Servitude volontaire ? Pour pasticher La Boétie: «Soyez donc résolus à ne plus (vous en) servir et vous serez libre». Impossible, car c’est une servitude qui ne laisse aucun choix. Sauf à jouer les stylites ou à vivre au fond d’un bois, libéré de l’informatique, coupé de tout, donc résolu au pire. On serait plus proche de Spinoza, chez qui le concept de servitude volontaire n’existe pas, bien sûr, mais pour qui une servitude ne serait volontaire que par «l’idée illusoire (bien entretenue par le système de l’IA) d’avoir une volonté libre» (2). Situation que Günther Anders n’hésiterait pas à qualifier de totalitaire. Ou de nouvelle invitation, que nous ne pouvons décliner, à céder à une forme insidieuse de néo-totalitarisme ? Pouvons-nous disposer du choix lorsqu’il est déjà fait ?
Des risques profonds pour la société et l’humanité
Conscients «des risques profonds pour la société et l’humanité», les signataires d’une lettre ouverte en date du 22 mars 2023, à l’initiative de l’Institut Future of Life, réclamaient une pause de six mois dans le développement de l’intelligence artificielle (3). Ils s’appuyaient notoirement sur les 23 principes d’Asilomar (4), sorte de guide éthique qui se veut universel, et qui s’inspire des fameuses trois lois de l’écrivain de science-fiction Isaac Asimov (5). Tout en étant capable de résoudre une infinité de tâches, GPT4 présenterait des caractéristiques typiques de la pensée humaine. GPT4, humain, trop humain ! Le onzième principe (Valeurs humaines) y prend un relief particulier:
«Les systèmes d’IA devraient être conçus et exploités de manière à être compatibles avec les idéaux de dignité humaine, de droits, de libertés et de diversité culturelle».

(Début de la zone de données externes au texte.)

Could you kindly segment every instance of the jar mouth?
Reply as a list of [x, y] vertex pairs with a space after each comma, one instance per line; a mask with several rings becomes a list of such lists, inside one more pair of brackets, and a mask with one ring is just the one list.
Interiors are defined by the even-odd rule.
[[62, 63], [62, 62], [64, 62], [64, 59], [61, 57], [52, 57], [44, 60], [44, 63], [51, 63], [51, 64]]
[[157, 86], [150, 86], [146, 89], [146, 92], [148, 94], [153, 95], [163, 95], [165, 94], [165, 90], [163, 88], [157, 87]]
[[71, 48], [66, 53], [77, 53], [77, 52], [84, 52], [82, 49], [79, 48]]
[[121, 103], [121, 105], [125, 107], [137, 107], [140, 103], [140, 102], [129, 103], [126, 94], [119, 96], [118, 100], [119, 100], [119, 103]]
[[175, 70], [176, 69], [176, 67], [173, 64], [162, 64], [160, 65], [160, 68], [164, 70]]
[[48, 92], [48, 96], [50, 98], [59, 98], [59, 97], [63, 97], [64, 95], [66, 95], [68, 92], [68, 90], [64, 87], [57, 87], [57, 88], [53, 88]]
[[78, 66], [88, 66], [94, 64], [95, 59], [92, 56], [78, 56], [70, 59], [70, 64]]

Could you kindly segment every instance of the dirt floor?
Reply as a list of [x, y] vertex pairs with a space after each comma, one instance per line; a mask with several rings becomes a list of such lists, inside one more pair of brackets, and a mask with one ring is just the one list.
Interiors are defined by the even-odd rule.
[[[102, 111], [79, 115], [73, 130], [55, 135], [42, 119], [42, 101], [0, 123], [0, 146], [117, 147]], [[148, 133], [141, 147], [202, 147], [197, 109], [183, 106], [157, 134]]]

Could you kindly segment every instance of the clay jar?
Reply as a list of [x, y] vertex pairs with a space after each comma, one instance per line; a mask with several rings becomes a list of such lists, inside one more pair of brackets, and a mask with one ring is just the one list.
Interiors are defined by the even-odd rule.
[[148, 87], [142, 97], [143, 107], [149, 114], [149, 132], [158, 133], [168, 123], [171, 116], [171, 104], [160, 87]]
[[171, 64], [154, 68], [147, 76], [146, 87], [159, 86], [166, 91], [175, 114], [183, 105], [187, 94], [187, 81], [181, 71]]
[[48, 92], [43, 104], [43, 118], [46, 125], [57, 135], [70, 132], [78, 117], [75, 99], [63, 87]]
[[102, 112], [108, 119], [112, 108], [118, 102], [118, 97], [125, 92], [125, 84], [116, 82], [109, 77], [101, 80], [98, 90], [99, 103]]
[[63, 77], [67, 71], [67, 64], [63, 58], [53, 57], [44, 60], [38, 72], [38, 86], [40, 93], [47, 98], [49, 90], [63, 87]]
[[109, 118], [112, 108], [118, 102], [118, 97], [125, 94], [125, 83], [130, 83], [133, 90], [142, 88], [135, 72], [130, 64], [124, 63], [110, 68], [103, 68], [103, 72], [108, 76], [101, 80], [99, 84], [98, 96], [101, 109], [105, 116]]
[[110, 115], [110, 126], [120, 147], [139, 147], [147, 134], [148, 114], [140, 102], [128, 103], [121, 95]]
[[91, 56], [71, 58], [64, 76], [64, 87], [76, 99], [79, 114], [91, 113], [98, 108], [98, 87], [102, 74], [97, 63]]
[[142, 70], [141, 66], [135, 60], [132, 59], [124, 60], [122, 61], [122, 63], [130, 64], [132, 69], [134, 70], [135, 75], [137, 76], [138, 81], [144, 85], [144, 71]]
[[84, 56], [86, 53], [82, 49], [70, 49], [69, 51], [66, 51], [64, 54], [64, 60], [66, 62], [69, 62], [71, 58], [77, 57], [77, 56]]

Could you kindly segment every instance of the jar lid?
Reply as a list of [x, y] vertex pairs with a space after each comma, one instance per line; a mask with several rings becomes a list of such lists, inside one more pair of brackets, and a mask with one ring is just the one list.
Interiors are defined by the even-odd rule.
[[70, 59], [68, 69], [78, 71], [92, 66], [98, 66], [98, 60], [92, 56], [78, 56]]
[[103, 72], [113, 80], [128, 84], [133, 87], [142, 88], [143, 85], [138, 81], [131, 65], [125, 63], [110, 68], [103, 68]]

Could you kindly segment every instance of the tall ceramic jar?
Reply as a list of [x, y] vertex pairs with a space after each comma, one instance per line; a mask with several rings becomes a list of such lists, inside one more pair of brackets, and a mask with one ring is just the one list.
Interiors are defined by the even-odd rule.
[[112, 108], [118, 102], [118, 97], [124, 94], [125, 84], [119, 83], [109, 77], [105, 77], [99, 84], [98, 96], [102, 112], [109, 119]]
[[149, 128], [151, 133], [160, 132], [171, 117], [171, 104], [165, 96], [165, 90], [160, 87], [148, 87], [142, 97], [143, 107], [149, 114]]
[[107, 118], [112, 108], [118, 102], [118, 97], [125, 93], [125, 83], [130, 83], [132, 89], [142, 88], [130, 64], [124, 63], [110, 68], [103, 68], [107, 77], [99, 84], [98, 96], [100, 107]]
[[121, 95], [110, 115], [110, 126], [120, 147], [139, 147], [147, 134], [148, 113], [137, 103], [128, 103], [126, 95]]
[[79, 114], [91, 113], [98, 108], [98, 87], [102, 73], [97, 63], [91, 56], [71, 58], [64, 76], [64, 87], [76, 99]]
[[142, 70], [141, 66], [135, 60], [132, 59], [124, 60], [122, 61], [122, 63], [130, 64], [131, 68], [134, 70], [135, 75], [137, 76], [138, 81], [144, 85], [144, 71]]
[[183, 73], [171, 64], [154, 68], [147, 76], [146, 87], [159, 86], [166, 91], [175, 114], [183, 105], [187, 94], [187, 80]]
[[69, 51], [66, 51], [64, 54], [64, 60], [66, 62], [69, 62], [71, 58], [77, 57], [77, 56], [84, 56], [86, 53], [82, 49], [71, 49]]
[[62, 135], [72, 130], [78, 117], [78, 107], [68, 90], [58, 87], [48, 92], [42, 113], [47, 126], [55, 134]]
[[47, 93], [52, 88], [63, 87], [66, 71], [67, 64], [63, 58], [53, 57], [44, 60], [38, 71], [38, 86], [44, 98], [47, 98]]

Les auteurs de la lettre ouverte, tels des scientifiques réalisant soudain que leur créature pourrait devenir monstrueuse, craignent (non sans raison effectivement) que la poursuite trop rapide, voire accélérée, de la recherche puisse amener l’humanité «à développer des consciences non humaines qui nous rendraient obsolètes (6) et nous remplaceraient». Ils ne craignent pas moins que «la perte de contrôle sur l’avenir de notre civilisation» (7). L’IA dite étroite, celle qui se limite à un domaine restreint (8), effectuant des tâches répétitives, semble largement dépassée par une IA forte (IAG, Intelligence Artificielle Générale) dont les aptitudes cognitives seraient quasi semblables aux nôtres… Appel à un examen des implications sociales, sociétales, éthiques et sécuritaires ? Prise de conscience tardive, vaine mise en garde ? Et quelles politiques régulatrices mettre en place, sans normes communes ? On peut craindre que la réflexion et la régulation tardivement souhaitées ne soient que des vœux pieux, visant à se donner bonne conscience. Nous voilà avertis d’un piège au moment où leurs concepteurs savent qu’il se referme déjà sur nous. Sans vouloir douter de la bonne foi de certains signataires, l’un d’entre eux – Elon Musk – ne fait certainement pas partie de ceux qu’évoque Günther Anders lorsqu’il dit qu’il est parfois dangereux de faire preuve de discernement et que s’y risquer serait se mettre en péril.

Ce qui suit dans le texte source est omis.